By Rozalia Jovanovic
As we’re moving through spring and starting to think of summer blooms, who better to help us think through the process and offer guidance than Holger Winenga, the horticulturalist at Jack Larsen’s LongHouse Reserve, the 16-acre sculpture garden in East Hampton. Along with growing the vast and expanding collection of plants at LongHouse, Winenga also runs the educational programming offering garden walks and tips on gardening.
When it comes to protecting the plants and flowers in your garden from ravenous deer, Winenga, of course, has advice at the ready.
“The only reliable way to keep deer out is a very tall fence, but local zoning could be an issue,” he tells Flower Power Daily. “Two parallel four-foot-tall fences that are three to four feet apart can also work.”
But fencing aside, while deer are known to eat just about any plants or flowers, there are some that are less palatable to them than others (the poisonous and very fragrant, for example). And Winenga knows from experience, which ones they are more prone to find repellent. Without further ado, here, are the top nine plants and flowers he recommends as a “surefire way” to keep the deer away.
Of all the deer-repellant bulbs out there, the pretty and popular daffodils—with dozens of different species—offer the most options and are easy to maintain. They also contain the alkaloid called lycorine, which deer find unpalatable. And the plants return year after year.
Snowdrops are among the first bulbs to appear each spring sometimes even when snow still covers the ground. And like daffodils, they contain the distasteful lycorine.
3. Butterfly Bush
If you want to bring on the pollinators while shooing away the deer, the butterfly bush is your choice. The sweet scented blooms, which emerge from summer through fall attract the bees and come in shades of deep purple, pink and white.
4. Nepeta x Faassenii
Nepeta is an herbaceous perennial with oval green leaves on square stems. In early summer, and sporadically throughout the summer, it gives off spikes of blue blossoms. And best yet, it has a wonderful fragrance that keeps the deer at bay.
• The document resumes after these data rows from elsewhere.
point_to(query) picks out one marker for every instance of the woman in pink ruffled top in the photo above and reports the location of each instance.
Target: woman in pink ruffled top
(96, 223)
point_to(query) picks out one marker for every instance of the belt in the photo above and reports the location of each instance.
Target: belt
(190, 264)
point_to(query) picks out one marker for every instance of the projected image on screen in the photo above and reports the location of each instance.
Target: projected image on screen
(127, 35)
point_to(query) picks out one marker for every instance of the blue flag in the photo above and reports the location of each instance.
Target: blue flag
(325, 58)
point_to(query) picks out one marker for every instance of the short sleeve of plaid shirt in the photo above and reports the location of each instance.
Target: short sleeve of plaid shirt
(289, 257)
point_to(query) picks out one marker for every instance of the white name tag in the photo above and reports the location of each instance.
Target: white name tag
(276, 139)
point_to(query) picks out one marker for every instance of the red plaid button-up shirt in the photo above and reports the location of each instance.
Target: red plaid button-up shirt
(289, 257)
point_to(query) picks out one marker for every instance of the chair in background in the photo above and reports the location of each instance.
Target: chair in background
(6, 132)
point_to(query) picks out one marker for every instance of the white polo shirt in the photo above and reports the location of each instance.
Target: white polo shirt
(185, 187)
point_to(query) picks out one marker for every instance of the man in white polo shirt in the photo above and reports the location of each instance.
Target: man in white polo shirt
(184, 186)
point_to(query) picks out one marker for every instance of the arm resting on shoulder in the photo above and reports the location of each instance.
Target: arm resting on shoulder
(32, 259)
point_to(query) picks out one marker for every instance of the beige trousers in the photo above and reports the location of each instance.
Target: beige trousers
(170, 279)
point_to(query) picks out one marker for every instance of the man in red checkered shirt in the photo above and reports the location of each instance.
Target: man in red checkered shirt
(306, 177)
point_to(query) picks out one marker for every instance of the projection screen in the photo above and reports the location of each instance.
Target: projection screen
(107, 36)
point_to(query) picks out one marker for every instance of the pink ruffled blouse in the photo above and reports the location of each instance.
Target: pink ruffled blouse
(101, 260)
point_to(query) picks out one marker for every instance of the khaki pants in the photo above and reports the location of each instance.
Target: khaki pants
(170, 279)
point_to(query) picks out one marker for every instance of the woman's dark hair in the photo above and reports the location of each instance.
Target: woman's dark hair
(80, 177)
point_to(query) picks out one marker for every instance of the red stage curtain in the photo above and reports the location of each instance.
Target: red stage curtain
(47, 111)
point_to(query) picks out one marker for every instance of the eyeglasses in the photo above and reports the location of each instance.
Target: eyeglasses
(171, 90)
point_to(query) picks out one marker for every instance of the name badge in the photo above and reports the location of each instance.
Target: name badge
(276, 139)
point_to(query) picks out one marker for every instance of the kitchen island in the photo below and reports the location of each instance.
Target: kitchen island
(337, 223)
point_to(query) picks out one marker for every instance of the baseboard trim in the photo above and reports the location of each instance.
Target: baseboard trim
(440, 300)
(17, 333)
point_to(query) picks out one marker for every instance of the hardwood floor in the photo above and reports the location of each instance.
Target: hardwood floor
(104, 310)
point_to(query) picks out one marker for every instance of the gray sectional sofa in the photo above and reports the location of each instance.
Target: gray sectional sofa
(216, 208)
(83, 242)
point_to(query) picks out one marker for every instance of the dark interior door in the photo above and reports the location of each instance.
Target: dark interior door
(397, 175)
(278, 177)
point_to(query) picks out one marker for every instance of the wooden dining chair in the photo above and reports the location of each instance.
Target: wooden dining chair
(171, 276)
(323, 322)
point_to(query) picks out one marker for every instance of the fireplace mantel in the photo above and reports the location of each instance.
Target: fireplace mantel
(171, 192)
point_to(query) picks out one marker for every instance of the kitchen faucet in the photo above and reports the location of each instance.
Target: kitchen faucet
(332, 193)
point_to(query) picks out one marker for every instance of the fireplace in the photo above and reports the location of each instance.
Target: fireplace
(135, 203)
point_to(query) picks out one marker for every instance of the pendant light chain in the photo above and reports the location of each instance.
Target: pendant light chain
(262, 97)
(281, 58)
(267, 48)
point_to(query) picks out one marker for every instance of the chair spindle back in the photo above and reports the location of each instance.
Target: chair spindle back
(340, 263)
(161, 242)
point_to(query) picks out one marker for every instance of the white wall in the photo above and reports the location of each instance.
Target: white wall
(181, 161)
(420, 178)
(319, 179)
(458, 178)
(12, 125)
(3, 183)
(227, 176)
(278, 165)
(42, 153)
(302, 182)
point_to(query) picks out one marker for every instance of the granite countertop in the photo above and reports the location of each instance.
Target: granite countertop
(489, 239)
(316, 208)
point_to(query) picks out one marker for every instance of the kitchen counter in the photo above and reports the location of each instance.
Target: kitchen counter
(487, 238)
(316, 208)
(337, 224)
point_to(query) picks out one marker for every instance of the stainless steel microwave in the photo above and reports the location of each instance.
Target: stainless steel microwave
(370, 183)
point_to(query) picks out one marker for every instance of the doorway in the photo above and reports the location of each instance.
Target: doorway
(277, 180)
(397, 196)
5. Santolina (Lavender Cotton)
Favored in Mediterranean gardens, santolina or lavender cotton, is a shrub beloved for its dense silvery foliage that in summer grows button-like yellow blooms. It is known for being drought resistant and repellent to deer and rodents.
6. Geranium Macrorrhizum
Commonly called bigroot geranium, this semi-perennial evergreen is a popular ground cover. Long-lasting purplish pink flowers bloom in clusters from late spring to early summer with some sporadic rebloom throughout the summer.
7. European Wild Ginger
European wild ginger is known for its glossy, low-growing, heart-shaped leaves. In late spring to early summer, small bell-shaped blossoms will grow among the dense foliage. While it attracts butterflies, it is resistant to deer.
The willowy foliage of this North American native breaks out in spring in a neat mound. In late spring and early summer, the plant will be covered in blue star-shaped blooms, hence its common name, blue star.
9. Russian Sage
The grey-green foliage of Russian sage, also known as Perovskia, is reminiscent of lavender. The wispy foliage of the Russian sage are aromatic and attract pollinators during the summer. But the flowers and foliage also have a calming effect on the nervous system and are used as a tea.
Holger Winenga received his horticultural education in Germany, where he spent much of his childhood at his uncle’s perennial nursery in Leer. The well-known nursery man Ernst Pagels played a major role in Winenga’s interest in hybridizing and plant evaluation. After finishing a 2-and-a-half year apprenticeship at the well-known Georg Arends nursery in Wuppertal and two years of civil service, Winenga moved to Long Island, where he settled and started Garden Treasure Nursery, a perennial nursery focusing on unusual and useful perennials for 20 years. Garden installations and maintenance were a major part of his work for many years. Currently Holger is the horticulturist at Jack Larsen’s LongHouse Reserve in East Hampton.